Unusually high tone against Washington at this year’s session of China’s National People’s Congress: Just before his third term is ratified, President Xi Jinping accuses the US that they “oppress” and “surround” his country, calls on the Communist leadership to meet the “unprecedented challenges” of the times and declares that “China must find the courage to fight.” At the same time, Chinese Foreign Minister Qin Gang issued a warning to Washington to avoid a “conflict with disastrous consequences”.

Russian President Vladimir Putin could have uttered the same threats. The Kremlin justifies the invasion of Ukraine as a competitive response to NATO, the USA and “the West” in general, while China seems receptive to this argumentation, without however fully adopting it.
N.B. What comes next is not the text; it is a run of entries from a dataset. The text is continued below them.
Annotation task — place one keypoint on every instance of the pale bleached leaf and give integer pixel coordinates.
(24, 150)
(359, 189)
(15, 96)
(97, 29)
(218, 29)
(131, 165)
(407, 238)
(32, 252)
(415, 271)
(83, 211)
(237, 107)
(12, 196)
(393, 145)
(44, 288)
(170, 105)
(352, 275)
Putin (70) and Xi Jinping (69) are about the same age. Both have chosen an authoritarian, almost dictatorial model of governance. In the last ten years they met about 40 times. They never tire of repeating the “friendship” and “strategic alliance” of the two countries. They reject the post-war, rules-based order, while aspiring to thwart the “dominion” they see the West as seeking.

Interlinked economies

There are, of course, significant differences between the two countries. By GDP, China is the second largest economy in the world, with excellent export performance.
The Russian economy is ten times weaker, as it is mainly based on the extraction and export of raw materials. All attempts to modernize it have failed. Putin bet on war, but fell out in every way, politically, economically and militarily. The unity of the West, which managed to wean itself off Russia’s fossil fuels in a matter of months, is now forcing Putin to look elsewhere and primarily to China.

He has no other options, unlike Beijing, which takes advantage of the situation and secures preferential prices for the purchase of Russian oil and natural gas. The longer this dependency lasts, the better for Beijing.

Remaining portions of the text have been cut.